Esto tampoco significa que la guerra de Afganistán, en 2001, haya dejado a Al-Qaida intacta, o incluso aumentado su potencia. La pérdida del país-santuario –esté vivo o no Osama bin Laden, y nada indica por el momento que haya muerto–, y su reemplazo por el suelo traicionero y dúplice de Pakistán pueden medirse, hasta ahora, en un descenso general del alcance y de la calidad de las operaciones. Los ataques contra Nueva York y Washington, que destruyeron las Torres Gemelas del World Trade Center y un ala del Pentágono, fueron golpes de primera, contra las capitales del enemigo; actualmente, los golpes son contra blancos blandos –como Marruecos–, u ocurren en territorios propios –como Arabia Saudita, Chechenia, Pakistán, Yemen, Kenia, Indonesia o Filipinas–. Una discoteca en Bali no compite con el Pentágono; un atentado contra un hotel israelí en Kenia, o contra un complejo residencial en Arabia Saudita (donde, además, 9 de los 34 muertos eran los kamikazes), difícilmente rivaliza con la destrucción de las embajadas estadounidenses en Kenia y Tanzania en 1999. Los atentados se han abaratado, casi palestinizándose; se usa lo que se tiene en gaveta y se baja el nivel de los blancos para aumentar el rendimiento del poder de fuego y hombres, lo que sugiere que el poder de fuego y hombres es menor, y/o que hay menos dinero que antes. Porque, contra lo que suele pensarse, el terrorismo no es cosa de pobres, sino una actividad muy cara, cuya calidad mejora cuanto más dinero hay disponible.

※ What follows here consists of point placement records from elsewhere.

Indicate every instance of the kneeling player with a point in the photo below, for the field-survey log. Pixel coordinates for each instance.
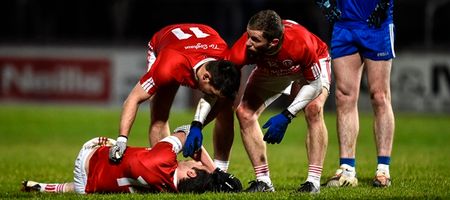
(142, 170)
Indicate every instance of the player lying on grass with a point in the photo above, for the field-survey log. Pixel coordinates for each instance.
(142, 170)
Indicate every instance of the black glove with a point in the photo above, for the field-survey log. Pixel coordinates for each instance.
(379, 14)
(331, 12)
(225, 182)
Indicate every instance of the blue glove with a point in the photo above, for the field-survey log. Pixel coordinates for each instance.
(379, 14)
(331, 12)
(193, 140)
(277, 127)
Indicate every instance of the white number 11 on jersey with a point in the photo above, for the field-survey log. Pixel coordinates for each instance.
(182, 35)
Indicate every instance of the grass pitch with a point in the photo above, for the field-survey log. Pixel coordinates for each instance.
(41, 142)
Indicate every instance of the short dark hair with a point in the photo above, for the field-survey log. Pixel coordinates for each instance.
(269, 22)
(226, 77)
(201, 183)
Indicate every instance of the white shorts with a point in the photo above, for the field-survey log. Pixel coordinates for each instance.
(271, 87)
(79, 172)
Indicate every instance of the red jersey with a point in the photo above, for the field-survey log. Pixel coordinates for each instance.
(179, 49)
(299, 53)
(141, 169)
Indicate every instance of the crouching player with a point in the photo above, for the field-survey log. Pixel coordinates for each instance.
(142, 170)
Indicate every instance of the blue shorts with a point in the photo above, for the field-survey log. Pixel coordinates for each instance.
(375, 44)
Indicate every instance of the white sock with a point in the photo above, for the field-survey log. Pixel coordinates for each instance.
(53, 187)
(223, 165)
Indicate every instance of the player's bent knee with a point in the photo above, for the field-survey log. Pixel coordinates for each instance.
(379, 99)
(314, 111)
(244, 115)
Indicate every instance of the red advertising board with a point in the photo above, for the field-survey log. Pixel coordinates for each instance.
(55, 79)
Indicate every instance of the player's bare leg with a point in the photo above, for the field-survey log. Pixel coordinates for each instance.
(159, 113)
(348, 72)
(378, 74)
(223, 133)
(248, 112)
(316, 142)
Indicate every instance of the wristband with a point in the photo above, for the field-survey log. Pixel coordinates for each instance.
(197, 124)
(288, 114)
(122, 138)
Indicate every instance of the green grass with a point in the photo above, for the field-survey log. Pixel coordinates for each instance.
(41, 143)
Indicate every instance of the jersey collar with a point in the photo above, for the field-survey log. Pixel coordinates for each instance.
(200, 63)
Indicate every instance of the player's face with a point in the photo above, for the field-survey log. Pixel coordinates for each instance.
(256, 43)
(186, 168)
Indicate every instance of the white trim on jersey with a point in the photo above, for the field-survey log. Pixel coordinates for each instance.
(315, 70)
(148, 84)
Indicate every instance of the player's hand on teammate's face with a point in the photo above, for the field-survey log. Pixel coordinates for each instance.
(116, 151)
(193, 141)
(277, 127)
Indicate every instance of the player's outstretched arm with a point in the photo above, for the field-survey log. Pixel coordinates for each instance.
(195, 138)
(129, 110)
(203, 156)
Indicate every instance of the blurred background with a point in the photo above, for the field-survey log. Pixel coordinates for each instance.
(93, 52)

El desenlace de la guerra de Irak es indistinto y no altera este balance militar, entre otras cosas porque Irak no era un país-santuario ni una base de apoyo de Al-Qaida. Lo que sí ha generado es un cambio de estrategia política, por el cual, una vez demostrada universalmente la superioridad de las armas estadounidenses, la organización de Osama bin Laden ha decidido activar sus múltiples células durmientes para enviar un mensaje inequívoco: “Estamos vivos y vamos a seguir golpeando”. En este sentido, los atentados de los últimos siete días tuvieron una sincronización cuidadosa: el de Arabia Saudita se produjo a pocas horas del arribo al reino del secretario de Estado norteamericano Colin Powell, en medio de otra gira fracasada de antemano para instalar un plan de paz artificial en Medio Oriente: el segundo ataque de Chechenia ocurrió cuando el secretario ya estaba en suelo ruso. Esto –en contraste con la discoteca, o con el atentado de abril de 2002 contra la sinagoga de Yerbá, en Túnez– es lo que todavía permite reconocer el mejor estilo de Al-Qaida en dos de los cuatro ataques de esta semana.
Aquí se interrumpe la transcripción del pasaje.